Oak Creek - With four candidates running for two seats, the Oak Creek School Board election April 2 will test whether residents want change or wish to stay the course.
The two open seats, currently held by Frank Carini and Paul Mason, are being contested by Rosemarie Annonson, a former substitute teacher focused on bringing up elementary school scores, and William McIntosh, a father of three children attending Oak Creek schools.
Both Carini and Mason have held multiple terms on the board, with Carini seeking his third re-election and Mason seeking his fifth. The incumbents, while seeing challenges with upcoming budget restrictions from the state and national levels, are looking forward to the expansion of the high school.
The expansion of the high school is tentatively set as a freshman academy and will be located at the current city hall site, which the school district received in the land swap for Drexel Town Square.
Speaking on his longevity in the board, Mason said: "I've never had a burning agenda to push something through. I think that people understand that I try to keep a big-picture view on things. I don't dig into the weeds looking for issues or problems but look for the big issues and for the right direction."
He added that he wishes to build more trust with district staff and educators in a post-Act 10 world.
The final issue on Mason's plate is to address the community and inform them more about the potential construction of a freshman academy where the current city hall/library is located.
Mason said that his deep roots, having been a near-lifetime resident in Oak Creek, help him stay connected on pertinent issues facing the School Board.
He added, "For better or worse, people see that my commitment is to the community and not the issues."
Carini, who lauded the school district for what he called an excellent staff, said he wishes to strengthen the bond between the district and the community.
He added, "I'm really excited to get back on the board and continue the bright future we have for the school district, especially with the expansion of the high school."
Hoping to add his volunteer work with the community center and the Kiwanis Club to the equation, Carini wants to foster dialog between the community and school district, especially with talks on the upcoming freshman academy in the works.
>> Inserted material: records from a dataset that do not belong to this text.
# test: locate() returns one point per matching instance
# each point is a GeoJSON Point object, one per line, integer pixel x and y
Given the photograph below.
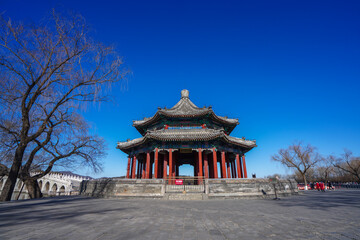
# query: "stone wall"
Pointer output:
{"type": "Point", "coordinates": [122, 188]}
{"type": "Point", "coordinates": [214, 188]}
{"type": "Point", "coordinates": [249, 188]}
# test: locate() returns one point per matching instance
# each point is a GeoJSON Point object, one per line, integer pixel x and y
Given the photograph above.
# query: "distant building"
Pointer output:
{"type": "Point", "coordinates": [52, 184]}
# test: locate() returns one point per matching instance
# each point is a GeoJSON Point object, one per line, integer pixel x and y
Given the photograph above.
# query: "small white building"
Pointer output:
{"type": "Point", "coordinates": [52, 184]}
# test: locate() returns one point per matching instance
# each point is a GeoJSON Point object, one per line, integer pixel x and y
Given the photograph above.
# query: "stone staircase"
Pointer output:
{"type": "Point", "coordinates": [184, 196]}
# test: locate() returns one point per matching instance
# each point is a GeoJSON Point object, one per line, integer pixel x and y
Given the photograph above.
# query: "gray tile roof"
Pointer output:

He added that he is undaunted by potential budget restrictions on the state and local level. The district will have to use its funds more and make sound decisions in order to maintain its strong presence in the community.
"I don't know if it's a challenge, it's more of adapting to new ways and new directions," he said.
One of McIntosh's primary concerns is to connect with the community regarding the proposed freshman academy and to explore all options available on the new site, including adding the district office there, building a technology lab and possible public uses.
Regarding the academy, McIntosh said, "It's important to know that about 60 to 70 percent of the community doesn't have children, and we need to let them know how they can get the right bang for their dollar - and the way to do that is to incorporate them in the discussion."
He also said the School Board lacks strong leadership from its president.
Although McIntosh agrees that the district needed a new grading policy, but he wishes the board would have held more information sessions before passing one. He also said the board should look more at teachers' practices surrounding letting students retake homework and tests, and examine enforcement of the policy.
"Policies are a big deal for me," he said. "You can't just write them, stamp them and put them to the side. There needs to be more follow-up."
Annonson laid out a series of complaints, including low elementary test scores, lack of extracurricular participation and too much focus on high-achieving students.
Citing low scores in the elementary classrooms, Annonson said she would advocate for a more drill-heavy curriculum and may possibly visit each school to see how they're run.
She added: "Is it possible that for the past 10 years our teachers employed at the elementary level in Oak Creek have remained relatively constant? Are they responsible for those low scores? I don't know, but if they are, something needs to be done."
Annonson worries about low extracurricular attendance levels. She said that a 20 percent participation rate in extracurricular activities seems awful and that school was the main event for Oak Creek children and teenagers.
She also said there is too much focus in the schools on high-achieving students and that the curriculum should be toned to meet the needs of students of all levels.
Annonson said she would like to gather more information before moving forward with any specific changes.